Some people joke that 'tips' should actually be an acronym, symbolising the words 'to insure prompt service.'

As members of the service industry, casino dealers rely on tips, which often account for a lion's share of their income. Therefore, tipping is generally a customary gesture to show your appreciation to the staff in live dealer casinos, just as you would do for a bartender or waitress. This includes brick and mortar casinos and online casinos with live dealers. The size of the tip typically reflects the quality and speed of the service you received, combined with the live dealer's overall demeanour.

Like a waitress, the dealer serves up the casino game to you, the customer. Live casino dealers must also have a great deal of training in practice in dealing, which can be a bit like an art form when performed well. Their duties include making change, paying out winnings and - unfortunately - collecting your money when you lose.

Notably, some casinos do not allow for tipping, but in most cases, dealer tipping is permitted and very welcome. In today's article, we'll explore tipping culture in typical brick and mortar casinos and online casinos with live dealers.

A History of Casino Tipping

Tipping practices vary according to culture and it's a still-evolving in many areas of the world, and on the world wide web. Notably, casino tipping wasn't permitted in the United Kingdom until 2005, whereas in the United States, casino tipping has been customary for many years.

Casino workers (not just dealers) rely on tips for approximately 50% of their income; sometimes more, sometimes less. In addition to dealers, tipping is customary for many other casino staff such as bartenders, concierge staff and valet drivers, among others.

In a general sense, live casino dealers online tend to get the short end of the stick when it comes to tipping. Quite simply, it's much easier to blow off a person when you're not standing face-to-face, whereas it's much more awkward and socially unacceptable to fail to tip someone who's standing in front of you.

When visiting a casino, whether it's 'in real life' or online live dealer casinos, it's important to know the establishment's policy on tipping too.

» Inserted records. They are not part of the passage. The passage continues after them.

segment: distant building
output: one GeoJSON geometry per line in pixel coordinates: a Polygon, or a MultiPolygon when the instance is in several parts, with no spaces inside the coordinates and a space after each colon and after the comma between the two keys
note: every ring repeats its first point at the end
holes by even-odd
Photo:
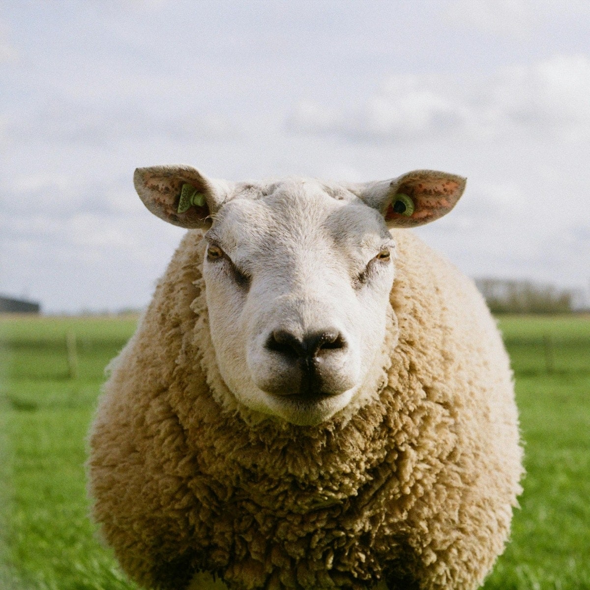
{"type": "Polygon", "coordinates": [[[39,313],[40,312],[39,303],[0,296],[0,313],[39,313]]]}

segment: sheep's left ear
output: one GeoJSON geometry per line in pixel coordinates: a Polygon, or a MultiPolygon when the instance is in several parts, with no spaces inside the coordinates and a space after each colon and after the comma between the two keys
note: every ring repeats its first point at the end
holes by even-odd
{"type": "Polygon", "coordinates": [[[378,209],[389,227],[415,227],[446,215],[466,179],[434,170],[415,170],[391,181],[367,183],[359,196],[378,209]]]}

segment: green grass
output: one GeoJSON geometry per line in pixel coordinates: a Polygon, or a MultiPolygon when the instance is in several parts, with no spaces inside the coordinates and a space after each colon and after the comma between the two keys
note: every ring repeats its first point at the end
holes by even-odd
{"type": "MultiPolygon", "coordinates": [[[[119,318],[0,320],[0,589],[130,590],[87,517],[84,462],[119,318]],[[66,334],[76,336],[78,376],[66,334]]],[[[503,317],[527,475],[486,590],[590,589],[590,319],[503,317]]]]}

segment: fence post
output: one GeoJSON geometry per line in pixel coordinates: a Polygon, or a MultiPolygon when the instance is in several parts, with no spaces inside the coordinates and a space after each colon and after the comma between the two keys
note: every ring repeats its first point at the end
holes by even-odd
{"type": "Polygon", "coordinates": [[[555,368],[553,341],[551,336],[546,334],[543,337],[543,348],[545,353],[545,371],[550,375],[555,368]]]}
{"type": "Polygon", "coordinates": [[[76,332],[69,330],[65,334],[65,346],[68,351],[68,372],[70,379],[78,378],[78,347],[76,346],[76,332]]]}

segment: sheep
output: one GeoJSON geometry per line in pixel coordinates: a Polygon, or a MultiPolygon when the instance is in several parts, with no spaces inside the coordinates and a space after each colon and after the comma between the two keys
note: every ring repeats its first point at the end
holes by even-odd
{"type": "Polygon", "coordinates": [[[146,588],[478,587],[520,491],[509,361],[408,228],[464,179],[251,182],[137,169],[188,228],[110,366],[93,516],[146,588]]]}

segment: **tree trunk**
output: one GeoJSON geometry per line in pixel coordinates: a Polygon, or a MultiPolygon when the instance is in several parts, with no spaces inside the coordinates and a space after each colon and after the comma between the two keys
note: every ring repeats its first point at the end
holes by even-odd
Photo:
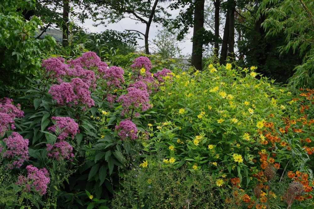
{"type": "Polygon", "coordinates": [[[148,45],[148,36],[144,36],[144,39],[145,41],[145,53],[146,54],[149,54],[149,48],[148,45]]]}
{"type": "Polygon", "coordinates": [[[154,17],[154,14],[155,13],[155,10],[156,10],[159,1],[159,0],[155,0],[154,5],[152,8],[148,22],[146,24],[146,31],[145,32],[145,35],[144,36],[144,40],[145,41],[145,53],[146,54],[149,54],[149,49],[148,45],[148,35],[149,33],[149,29],[150,28],[150,25],[153,20],[153,18],[154,17]]]}
{"type": "Polygon", "coordinates": [[[204,7],[205,0],[196,0],[194,8],[193,40],[192,48],[192,66],[201,70],[203,57],[203,34],[200,34],[204,28],[204,7]]]}
{"type": "Polygon", "coordinates": [[[234,5],[230,8],[229,14],[230,23],[229,27],[229,38],[228,40],[229,56],[234,61],[235,56],[235,12],[236,10],[236,2],[234,1],[234,5]]]}
{"type": "Polygon", "coordinates": [[[70,7],[68,0],[63,1],[63,22],[62,23],[62,46],[65,47],[68,45],[68,37],[69,35],[69,13],[70,7]]]}
{"type": "Polygon", "coordinates": [[[224,37],[222,38],[222,45],[221,46],[221,52],[220,55],[220,64],[223,65],[227,59],[227,54],[228,52],[228,40],[229,40],[229,30],[230,29],[230,10],[227,11],[226,15],[226,24],[224,30],[224,37]]]}
{"type": "Polygon", "coordinates": [[[214,0],[215,6],[215,44],[214,45],[214,57],[215,62],[218,62],[219,51],[219,12],[220,0],[214,0]]]}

Some casinos prohibit tipping; others have tipping limits.

How and When to Tip in a Casino

Many are unsure of when and how to tip in a casino setting.

It's typical to provide a single tip to the dealer after concluding your time at the dealer's table or when they're about to leave to end their shift.

Tipping is also expected when you enjoy a big win. This is true not only for table games, but also for other games such as slots and roulette.

You don't typically hand out cash, as is common in a restaurant setting. In a casino, it's common to hand the dealer a chip or you may place what's called a side bet, where you place a bet and agree to give the winnings to the dealer.

Some dealers are unable to perform side bets, so in this case, they may simply accept the chip as a tip. The dealer can cash in the chip for cash or gamble with it while they're off the clock.

How Much to Tip in a Casino

Many are also unsure when it comes to how much money to tip a casino dealer. It's best to use your bet value as a general guide; the higher your bet, the higher the tip should be. A small amount would be expected at a table with a $5 minimum bet, whereas a high roller table with a much higher minimum bet would be associated with a much higher tip.

In terms of tipping percentages for a casino win or jackpot, 0.5% to 1% is nice starting point, though you can certainly tip much more if you're feeling generous.

You can also watch the other players to see how much they're tipping; this is a great way to get a general feel for what's typical in a given situation.